Despite the quarterly slump, the upward revision brought some comfort to economists.
But the real relief in the data was the upward revision to consumer spending, and what that means going forward.
Consumer spending was revised to 2.1% from 1.8% in Wednesday’s GDP revision.
“You cannot paint a picture of economic weakness or worrisome, lingering slack, if consumers are spending 2%-plus even if other sectors drag growth overall into negative territory,” wrote Bank of Tokyo-Mitsubishi’s Chris Rupkey in a client email on Wednesday after the data release.
And earlier this month, we learned that retail sales bounced back in May, rising 1.2% month-over-month and 2.7% year-over year.
“The US consumer is showing some verve,” wrote Gluskin Sheff’s David Rosenberg in a note to clients on Friday. “All the earlier concerns about saving the gas windfall have vanished into thin air.”
Consumers’ confidence in the economy, and signs of increased spending, come at a time when they are seeing an increase in real wage growth.

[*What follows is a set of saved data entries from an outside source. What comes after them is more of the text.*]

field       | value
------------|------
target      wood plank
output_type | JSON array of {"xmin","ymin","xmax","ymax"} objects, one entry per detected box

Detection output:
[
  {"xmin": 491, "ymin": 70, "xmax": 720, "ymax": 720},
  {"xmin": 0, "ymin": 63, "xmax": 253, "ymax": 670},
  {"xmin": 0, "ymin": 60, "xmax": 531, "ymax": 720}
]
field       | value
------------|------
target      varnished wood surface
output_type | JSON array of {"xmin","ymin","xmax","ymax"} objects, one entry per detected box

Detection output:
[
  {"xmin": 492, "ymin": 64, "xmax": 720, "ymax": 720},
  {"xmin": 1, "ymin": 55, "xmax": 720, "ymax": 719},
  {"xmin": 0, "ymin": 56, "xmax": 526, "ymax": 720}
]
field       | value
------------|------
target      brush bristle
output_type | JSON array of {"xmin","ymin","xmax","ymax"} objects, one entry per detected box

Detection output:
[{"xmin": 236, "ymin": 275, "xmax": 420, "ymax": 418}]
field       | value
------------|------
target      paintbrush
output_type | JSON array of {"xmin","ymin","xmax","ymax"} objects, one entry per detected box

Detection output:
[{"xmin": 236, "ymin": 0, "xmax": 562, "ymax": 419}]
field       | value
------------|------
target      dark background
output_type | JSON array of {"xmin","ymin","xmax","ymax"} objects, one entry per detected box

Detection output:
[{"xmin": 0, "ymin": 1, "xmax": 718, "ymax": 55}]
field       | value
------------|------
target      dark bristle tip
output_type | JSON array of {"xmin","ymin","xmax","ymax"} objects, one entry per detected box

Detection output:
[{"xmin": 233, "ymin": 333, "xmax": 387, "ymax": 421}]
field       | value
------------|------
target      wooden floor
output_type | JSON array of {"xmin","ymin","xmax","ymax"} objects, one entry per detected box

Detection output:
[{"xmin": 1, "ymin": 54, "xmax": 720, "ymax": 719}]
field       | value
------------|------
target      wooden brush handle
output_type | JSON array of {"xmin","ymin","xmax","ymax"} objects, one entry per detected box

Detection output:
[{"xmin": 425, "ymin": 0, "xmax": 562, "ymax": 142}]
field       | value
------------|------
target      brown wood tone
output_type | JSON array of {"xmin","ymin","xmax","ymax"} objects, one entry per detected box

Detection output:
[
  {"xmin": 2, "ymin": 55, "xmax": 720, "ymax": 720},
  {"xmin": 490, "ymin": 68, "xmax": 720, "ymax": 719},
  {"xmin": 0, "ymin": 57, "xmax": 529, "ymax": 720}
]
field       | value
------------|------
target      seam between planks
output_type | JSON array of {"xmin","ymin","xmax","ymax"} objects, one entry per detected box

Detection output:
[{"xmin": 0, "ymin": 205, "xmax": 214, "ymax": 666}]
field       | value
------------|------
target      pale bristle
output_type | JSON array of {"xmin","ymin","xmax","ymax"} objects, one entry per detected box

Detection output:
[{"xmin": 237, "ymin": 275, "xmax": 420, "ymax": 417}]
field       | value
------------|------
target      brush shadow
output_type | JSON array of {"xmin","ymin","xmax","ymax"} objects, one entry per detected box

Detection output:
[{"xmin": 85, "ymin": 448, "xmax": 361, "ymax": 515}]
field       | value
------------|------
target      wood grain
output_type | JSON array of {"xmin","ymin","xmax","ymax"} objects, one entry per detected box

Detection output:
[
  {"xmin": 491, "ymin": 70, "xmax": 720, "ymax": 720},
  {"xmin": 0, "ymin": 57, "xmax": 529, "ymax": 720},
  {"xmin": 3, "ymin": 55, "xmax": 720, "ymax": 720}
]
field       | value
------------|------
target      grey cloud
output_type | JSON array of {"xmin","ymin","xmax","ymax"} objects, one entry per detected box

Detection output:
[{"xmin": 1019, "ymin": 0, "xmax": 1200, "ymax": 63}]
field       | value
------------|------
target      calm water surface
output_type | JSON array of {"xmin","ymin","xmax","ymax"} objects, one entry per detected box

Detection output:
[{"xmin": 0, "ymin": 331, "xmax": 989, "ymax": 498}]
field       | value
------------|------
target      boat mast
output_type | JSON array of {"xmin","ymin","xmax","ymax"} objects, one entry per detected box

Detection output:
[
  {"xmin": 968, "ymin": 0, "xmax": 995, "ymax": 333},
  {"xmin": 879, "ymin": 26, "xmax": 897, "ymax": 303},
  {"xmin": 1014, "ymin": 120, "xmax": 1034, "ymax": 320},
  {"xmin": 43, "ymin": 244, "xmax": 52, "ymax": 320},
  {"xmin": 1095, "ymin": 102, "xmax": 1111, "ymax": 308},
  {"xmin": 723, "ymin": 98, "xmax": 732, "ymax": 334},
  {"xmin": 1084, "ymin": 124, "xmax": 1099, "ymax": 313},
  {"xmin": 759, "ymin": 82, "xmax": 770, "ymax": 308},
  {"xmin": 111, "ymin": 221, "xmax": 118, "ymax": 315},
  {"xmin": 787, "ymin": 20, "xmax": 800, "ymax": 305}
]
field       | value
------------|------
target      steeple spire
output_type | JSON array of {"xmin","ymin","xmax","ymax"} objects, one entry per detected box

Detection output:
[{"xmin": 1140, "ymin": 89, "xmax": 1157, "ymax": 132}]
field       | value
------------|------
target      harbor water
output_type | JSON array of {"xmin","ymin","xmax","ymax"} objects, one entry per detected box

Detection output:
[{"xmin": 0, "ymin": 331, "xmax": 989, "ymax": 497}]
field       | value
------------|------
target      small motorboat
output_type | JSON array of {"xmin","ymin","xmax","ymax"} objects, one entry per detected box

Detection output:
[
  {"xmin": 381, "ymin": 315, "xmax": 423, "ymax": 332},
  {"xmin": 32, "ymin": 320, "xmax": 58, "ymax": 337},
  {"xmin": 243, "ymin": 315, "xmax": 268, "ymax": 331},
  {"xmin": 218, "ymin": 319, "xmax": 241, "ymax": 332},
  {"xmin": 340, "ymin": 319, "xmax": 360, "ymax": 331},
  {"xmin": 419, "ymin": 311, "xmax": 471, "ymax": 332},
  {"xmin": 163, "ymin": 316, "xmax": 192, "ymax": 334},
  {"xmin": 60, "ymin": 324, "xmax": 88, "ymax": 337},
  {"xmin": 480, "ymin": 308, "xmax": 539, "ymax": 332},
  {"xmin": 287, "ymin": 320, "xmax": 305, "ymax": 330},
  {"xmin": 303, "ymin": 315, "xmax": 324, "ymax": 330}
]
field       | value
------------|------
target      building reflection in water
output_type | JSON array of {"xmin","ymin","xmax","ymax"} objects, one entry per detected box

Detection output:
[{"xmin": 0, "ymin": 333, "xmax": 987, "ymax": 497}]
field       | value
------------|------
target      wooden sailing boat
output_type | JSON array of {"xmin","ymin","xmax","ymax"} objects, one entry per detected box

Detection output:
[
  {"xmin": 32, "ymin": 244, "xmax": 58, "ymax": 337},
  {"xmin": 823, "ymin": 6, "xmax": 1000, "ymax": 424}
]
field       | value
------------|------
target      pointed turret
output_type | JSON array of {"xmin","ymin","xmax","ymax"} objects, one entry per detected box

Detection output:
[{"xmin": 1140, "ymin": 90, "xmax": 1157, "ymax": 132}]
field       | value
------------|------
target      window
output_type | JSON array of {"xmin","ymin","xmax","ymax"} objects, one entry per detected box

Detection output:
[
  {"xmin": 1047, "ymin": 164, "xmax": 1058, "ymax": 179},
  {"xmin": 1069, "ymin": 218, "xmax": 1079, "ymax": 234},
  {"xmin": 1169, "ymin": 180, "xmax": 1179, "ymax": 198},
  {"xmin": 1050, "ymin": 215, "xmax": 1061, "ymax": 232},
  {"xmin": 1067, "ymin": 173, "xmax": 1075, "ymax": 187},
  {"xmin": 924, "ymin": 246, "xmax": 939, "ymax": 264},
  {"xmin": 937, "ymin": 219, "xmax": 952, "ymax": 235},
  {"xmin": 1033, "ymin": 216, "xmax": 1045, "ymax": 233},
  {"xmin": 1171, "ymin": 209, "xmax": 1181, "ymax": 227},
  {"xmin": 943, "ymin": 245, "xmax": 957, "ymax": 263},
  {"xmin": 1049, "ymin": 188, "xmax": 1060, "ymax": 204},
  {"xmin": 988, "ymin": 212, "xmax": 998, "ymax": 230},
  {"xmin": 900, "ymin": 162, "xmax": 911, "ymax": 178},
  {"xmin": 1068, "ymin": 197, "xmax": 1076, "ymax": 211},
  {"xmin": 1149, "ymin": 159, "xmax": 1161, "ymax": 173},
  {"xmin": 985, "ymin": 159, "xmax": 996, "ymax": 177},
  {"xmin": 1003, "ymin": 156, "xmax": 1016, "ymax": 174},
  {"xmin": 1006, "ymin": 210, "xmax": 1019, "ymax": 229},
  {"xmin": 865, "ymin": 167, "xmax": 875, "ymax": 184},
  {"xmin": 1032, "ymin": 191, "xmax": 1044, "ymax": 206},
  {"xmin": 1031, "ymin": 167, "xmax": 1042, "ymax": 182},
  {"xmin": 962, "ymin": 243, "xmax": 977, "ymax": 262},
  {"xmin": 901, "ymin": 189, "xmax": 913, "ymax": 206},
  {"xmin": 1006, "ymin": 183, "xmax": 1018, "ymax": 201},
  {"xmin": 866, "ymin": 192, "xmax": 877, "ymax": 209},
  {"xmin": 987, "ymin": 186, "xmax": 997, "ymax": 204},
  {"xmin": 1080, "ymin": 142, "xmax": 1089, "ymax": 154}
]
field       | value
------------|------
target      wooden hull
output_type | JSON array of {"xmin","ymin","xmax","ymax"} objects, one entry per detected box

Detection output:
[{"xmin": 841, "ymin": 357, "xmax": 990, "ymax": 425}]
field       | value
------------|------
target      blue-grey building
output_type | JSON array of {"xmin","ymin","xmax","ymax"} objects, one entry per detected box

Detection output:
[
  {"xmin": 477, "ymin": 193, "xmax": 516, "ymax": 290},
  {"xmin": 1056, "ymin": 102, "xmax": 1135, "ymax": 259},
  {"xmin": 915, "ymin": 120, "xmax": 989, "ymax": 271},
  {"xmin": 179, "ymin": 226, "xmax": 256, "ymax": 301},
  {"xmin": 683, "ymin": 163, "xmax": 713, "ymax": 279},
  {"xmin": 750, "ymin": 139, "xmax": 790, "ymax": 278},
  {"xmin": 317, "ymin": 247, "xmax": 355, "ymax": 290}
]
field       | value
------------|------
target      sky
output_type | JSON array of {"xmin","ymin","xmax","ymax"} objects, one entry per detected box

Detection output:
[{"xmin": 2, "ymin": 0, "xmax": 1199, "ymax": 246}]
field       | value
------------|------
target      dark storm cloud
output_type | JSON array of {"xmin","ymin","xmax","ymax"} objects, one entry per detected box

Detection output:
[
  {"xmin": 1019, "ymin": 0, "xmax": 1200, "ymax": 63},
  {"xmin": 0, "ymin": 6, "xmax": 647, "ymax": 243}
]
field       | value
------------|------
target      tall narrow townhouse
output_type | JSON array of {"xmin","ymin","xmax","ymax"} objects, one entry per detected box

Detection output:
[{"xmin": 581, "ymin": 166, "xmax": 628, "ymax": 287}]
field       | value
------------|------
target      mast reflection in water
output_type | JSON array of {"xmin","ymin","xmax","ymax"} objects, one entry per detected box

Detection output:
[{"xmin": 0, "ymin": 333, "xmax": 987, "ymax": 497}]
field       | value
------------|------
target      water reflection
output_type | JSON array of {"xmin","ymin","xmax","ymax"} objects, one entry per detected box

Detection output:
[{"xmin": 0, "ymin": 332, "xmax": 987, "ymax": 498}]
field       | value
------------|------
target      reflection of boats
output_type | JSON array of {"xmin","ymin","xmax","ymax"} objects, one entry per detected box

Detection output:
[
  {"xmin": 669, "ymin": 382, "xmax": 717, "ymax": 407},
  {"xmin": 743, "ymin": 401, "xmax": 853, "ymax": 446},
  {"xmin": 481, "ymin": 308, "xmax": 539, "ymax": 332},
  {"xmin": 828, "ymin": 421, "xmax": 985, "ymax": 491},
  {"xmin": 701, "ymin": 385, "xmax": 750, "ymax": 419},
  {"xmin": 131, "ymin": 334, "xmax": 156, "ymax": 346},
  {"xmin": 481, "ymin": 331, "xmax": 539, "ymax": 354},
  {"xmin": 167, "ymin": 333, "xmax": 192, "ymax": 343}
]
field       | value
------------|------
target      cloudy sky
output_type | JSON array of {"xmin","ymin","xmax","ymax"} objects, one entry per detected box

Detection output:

“Personal incomes advanced -0.5% for the second straight month, and as with spending, there were upward revisions back to early 2015,” Rosenberg wrote. “Wages rose 0.5% too and are up a nontrivial 5% on a YoY basis. So much for lack of wage growth.”
In June, the University of Michigan’s consumer sentiment index jumped to a five-month high at 96.1, prompting Rupkey to write, “now it looks like that spending spree will continue into June if the consumer puts his money where his mouth is.”
And so with the most recent data pointing to a stronger consumer, there’s renewed confidence that the biggest threat to the economy has been dampened significantly.